Eine Ausstellung über Antisemitismus in der DDR provoziert eine lange fällige Auseinandersetzung mit einem Tabuthema vieler Anhänger des Realsozialismus. von kerstin eschrich

Die Stimmung war aggressiv im Saal des Roten Rathauses in Berlin. Ehemalige DDR-Kader waren vertreten, vor allem bei den Äußerungen Wolf Biermanns brannte die Luft. »Aufhören!« hörte man halblaut aus verschiedenen Ecken. Grund für das Zusammentreffen am Mittwoch der vergangenen Woche war eine Podiumsdiskussion zur Eröffnung einer Ausstellung über Antisemitismus in der DDR. »Das hat es bei uns nicht gegeben!« lautet der treffsicher gewählte Titel. Ein Teil des Publikums schien hinter vorgehaltener Hand ebenfalls dieser These zuzuneigen, auch wenn Kritiker öffentlich vor allem die »Einseitigkeit« der Ausstellung ansprachen. Möglicherweise hinderte die Kamera des RBB trotz aller provokanten Äußerungen Biermanns viele daran, sich als kritikresistente DDR-Anhänger zu outen.
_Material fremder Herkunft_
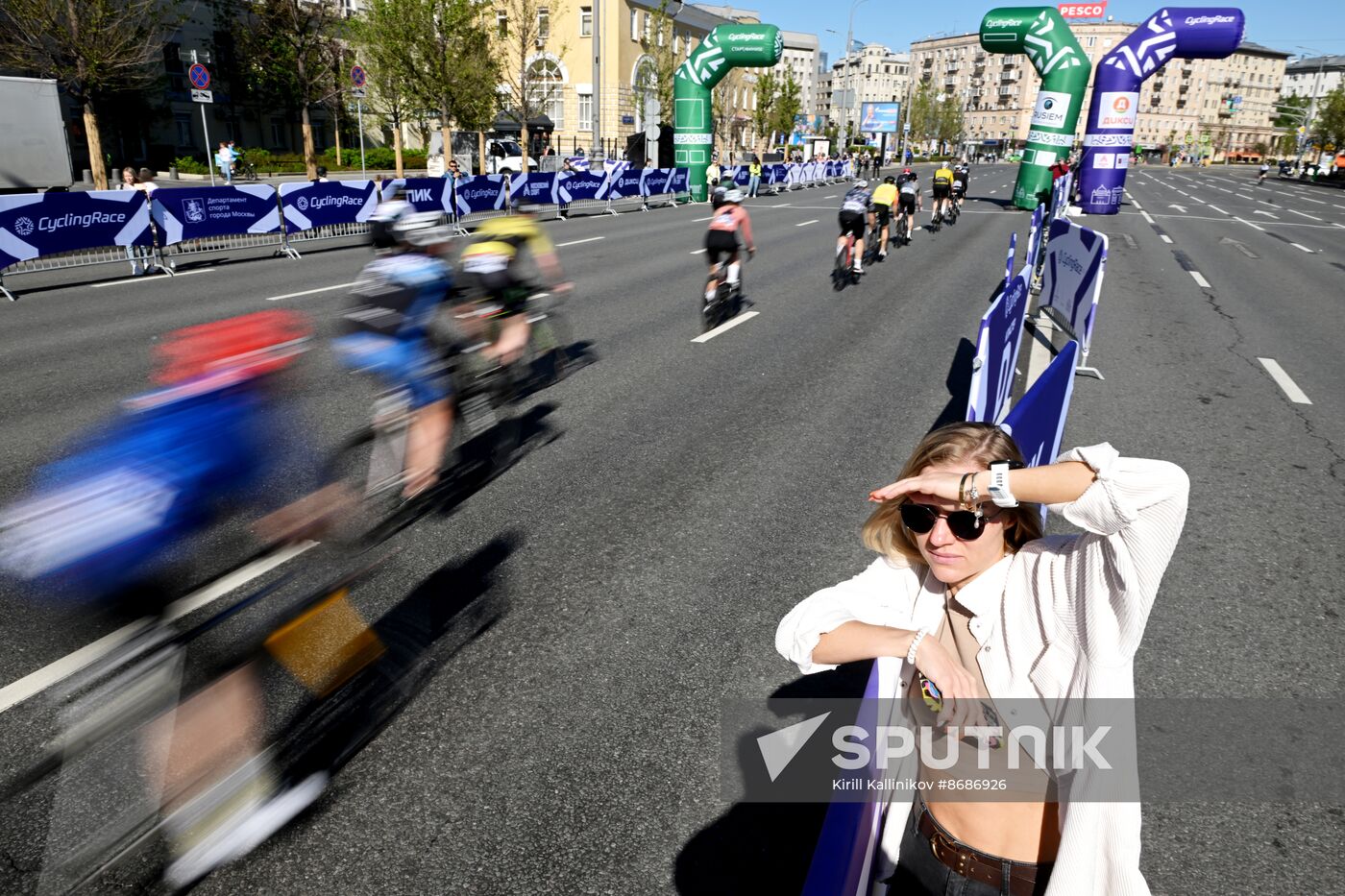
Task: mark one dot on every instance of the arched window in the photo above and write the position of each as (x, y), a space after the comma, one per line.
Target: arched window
(547, 89)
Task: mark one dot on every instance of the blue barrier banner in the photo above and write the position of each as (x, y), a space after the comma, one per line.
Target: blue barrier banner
(843, 861)
(535, 187)
(1071, 282)
(1039, 215)
(42, 224)
(320, 205)
(656, 181)
(192, 213)
(623, 183)
(1038, 422)
(483, 193)
(577, 186)
(997, 351)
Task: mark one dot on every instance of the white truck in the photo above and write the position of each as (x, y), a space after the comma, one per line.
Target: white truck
(503, 155)
(34, 150)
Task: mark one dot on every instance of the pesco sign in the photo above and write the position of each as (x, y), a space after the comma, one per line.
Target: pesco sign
(1082, 10)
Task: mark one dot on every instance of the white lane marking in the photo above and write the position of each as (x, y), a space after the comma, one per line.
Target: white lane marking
(36, 682)
(311, 292)
(1284, 381)
(726, 326)
(120, 282)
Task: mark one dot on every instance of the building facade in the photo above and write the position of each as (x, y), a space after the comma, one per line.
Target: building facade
(1184, 105)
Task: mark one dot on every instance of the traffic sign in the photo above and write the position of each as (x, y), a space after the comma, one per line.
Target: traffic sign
(199, 76)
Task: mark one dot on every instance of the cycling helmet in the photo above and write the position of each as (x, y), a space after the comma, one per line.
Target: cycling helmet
(245, 346)
(420, 229)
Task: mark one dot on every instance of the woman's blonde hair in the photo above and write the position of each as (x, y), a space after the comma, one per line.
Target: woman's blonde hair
(955, 443)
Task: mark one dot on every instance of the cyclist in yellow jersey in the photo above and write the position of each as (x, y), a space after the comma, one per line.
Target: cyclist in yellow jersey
(883, 201)
(942, 188)
(490, 271)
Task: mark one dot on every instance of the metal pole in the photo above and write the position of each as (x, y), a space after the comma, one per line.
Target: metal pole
(359, 113)
(598, 81)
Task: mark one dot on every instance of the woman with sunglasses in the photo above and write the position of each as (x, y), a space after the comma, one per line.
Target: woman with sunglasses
(984, 608)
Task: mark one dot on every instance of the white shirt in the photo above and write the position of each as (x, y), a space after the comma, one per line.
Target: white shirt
(1059, 619)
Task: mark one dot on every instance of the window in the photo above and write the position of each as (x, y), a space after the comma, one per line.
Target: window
(585, 111)
(547, 90)
(183, 130)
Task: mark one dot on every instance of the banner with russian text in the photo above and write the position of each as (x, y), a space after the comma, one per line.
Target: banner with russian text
(43, 224)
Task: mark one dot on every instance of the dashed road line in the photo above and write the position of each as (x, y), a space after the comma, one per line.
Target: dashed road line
(311, 292)
(726, 326)
(1284, 381)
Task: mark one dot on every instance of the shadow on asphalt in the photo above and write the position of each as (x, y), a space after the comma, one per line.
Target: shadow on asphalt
(958, 382)
(764, 848)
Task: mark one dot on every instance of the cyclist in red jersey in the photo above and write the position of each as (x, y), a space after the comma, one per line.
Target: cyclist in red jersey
(722, 238)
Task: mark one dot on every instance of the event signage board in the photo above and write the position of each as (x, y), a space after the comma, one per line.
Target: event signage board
(43, 224)
(191, 213)
(1186, 33)
(1071, 281)
(997, 351)
(308, 205)
(880, 117)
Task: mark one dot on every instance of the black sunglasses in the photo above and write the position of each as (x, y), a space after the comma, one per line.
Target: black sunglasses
(966, 525)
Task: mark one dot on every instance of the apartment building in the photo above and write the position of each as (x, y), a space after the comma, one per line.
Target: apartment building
(1186, 104)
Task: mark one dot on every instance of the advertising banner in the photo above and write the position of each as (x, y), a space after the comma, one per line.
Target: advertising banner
(483, 193)
(578, 186)
(1038, 422)
(192, 213)
(880, 117)
(43, 224)
(1186, 33)
(997, 352)
(320, 205)
(1071, 282)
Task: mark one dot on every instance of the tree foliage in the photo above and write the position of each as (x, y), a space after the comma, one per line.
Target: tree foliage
(93, 47)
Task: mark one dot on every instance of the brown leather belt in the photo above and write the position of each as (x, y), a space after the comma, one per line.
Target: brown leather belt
(977, 865)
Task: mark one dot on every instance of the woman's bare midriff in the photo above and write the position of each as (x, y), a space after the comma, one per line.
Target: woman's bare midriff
(1021, 832)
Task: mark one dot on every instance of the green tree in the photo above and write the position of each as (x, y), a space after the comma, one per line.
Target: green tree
(763, 117)
(93, 47)
(787, 104)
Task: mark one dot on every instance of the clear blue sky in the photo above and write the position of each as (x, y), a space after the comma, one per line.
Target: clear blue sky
(1281, 24)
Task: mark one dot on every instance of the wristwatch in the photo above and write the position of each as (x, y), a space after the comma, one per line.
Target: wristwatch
(999, 483)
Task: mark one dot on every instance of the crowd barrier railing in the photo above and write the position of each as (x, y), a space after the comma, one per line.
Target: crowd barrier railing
(54, 230)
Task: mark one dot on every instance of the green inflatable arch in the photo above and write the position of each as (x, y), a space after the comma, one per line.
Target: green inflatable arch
(1055, 53)
(725, 47)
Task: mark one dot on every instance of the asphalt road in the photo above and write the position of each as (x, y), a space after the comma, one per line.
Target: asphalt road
(696, 492)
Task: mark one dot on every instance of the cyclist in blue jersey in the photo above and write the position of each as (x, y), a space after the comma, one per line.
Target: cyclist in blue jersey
(853, 218)
(386, 331)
Begleitet von Mitarbeitern der Amadeu-Antonio-Stiftung und unterstützt von einem wissenschaftlichen Beirat und der Historikerin Bettina Leder, forschten 76 Jugendliche in acht ostdeutschen Städten drei Jahre zum Thema Antisemitismus in der DDR. Sie recherchierten in Stadtarchiven und Archiven der Stasi-Unterlagenbehörden, suchten in Zeitungen der DDR und führten zahlreiche Interviews mit Zeitzeugen und NS-Opfern. Entstanden ist eine sehr sehenswerte Ausstellung über einen tabuisierten Bereich der DDR-Gesellschaft. Man hatte den Klassenkampf per Staatsgründung abgeschafft und die vielen kleinen Nebenwidersprüche wie Rassismus und Antisemitismus gleich dazu. Aber natürlich habe es in der DDR ähnlich wie in Westdeutschland antisemitische Einstellungen im Privaten, in der Familie und im Freundeskreis wie in Vereinen und am Stammtisch gegeben, sagt die Kuratorin der Ausstellung, Heike Radvan.

Zwar ist es eine Tatsache, dass es in der DDR eine öffentliche Erinnerung an die NS-Opfer gegeben hat und sich der Staat auch um ehemalige NS-Verfolgte kümmerte. Aber, und das ist wichtig zum Verständnis des Antifaschismus in der DDR, die ermordeten Juden wurden nicht als solche sichtbar gemacht. Es wurde verwischt, dass die Juden als Juden ermordet wurden, stattdessen erschienen sie subsummiert unter nationale Kategorien wie Russen, Polen oder Holländer, an die etwa in den Gedenkstätten erinnert wurde.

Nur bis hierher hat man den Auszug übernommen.